On Thu, Sep 11, 2014 at 6:19 PM, Eric B <[email protected]> wrote:
> I realize that NoSQL allows me to denormalize a lot of that data (which is
> fine) in order to speed up processing/etc, and the concept of "tables" no
> longer applies.    I'm fine with that.  But where I get lost is how to
> organize similar datasets together in CouchDB.  In MongoDB, they have
> Collections - akin to tables - to help separate data.
>
>
> I don't see anything equivalent in CouchDB.  Which would mean to throw all
> my data into a single "bag"/collection and rely entirely on map
> functions/views to help organize data.  For instance, to retrieve all users
> from the system, I would need a map function that does something like:
>  emit all docs that have a username field.
>
> But then what happens if at a later point in time, I create another
> document that has a username field (which isn't a user)?  It will break my
> code.
>
> So then my second option becomes to assign a "document-type" key to every
> document and then filter upon that.  Where my "document-type" key is akin
> to an organizational/collection name.  It's definitely better, but still
> seems a little odd.
>
> The whole process seems very disorganized.

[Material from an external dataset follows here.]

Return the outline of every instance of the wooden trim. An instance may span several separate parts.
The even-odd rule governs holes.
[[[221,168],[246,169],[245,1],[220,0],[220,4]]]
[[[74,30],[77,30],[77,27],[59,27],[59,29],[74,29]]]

Having document type field is a good and common practice. In fact,
MongoDB uses the same, but at more high level calling this
"collection". You can implement the same by using document type field
and the view which emits documents by type. More over, you can create
"collections"  (views) across various documents by conditions whatever
you like.

> I understand the concept that NoSQL is exactly that - a key/value store,
> where structure is omitted. But I would have expected at the very least
> some organization ability - no?

CouchDB doesn't tell you how you should organize your data: just shape
them in the way you can use them effectively. If you want to ensure
that documents of certain types (or belongs to specific collection in
terms on mongo) should have specific fields - just create
validate_doc_update function that will check document structure on
write and reject it if it has invalid data.

> Am I missing something basic/obvious in CouchDB?  Or is the concept to use
> separate DBs everytime you want to organize similar data together?  That
> also seems a little odd too.

With separate database you won't be able to run views and other
functions on these data since databases are isolated from each other.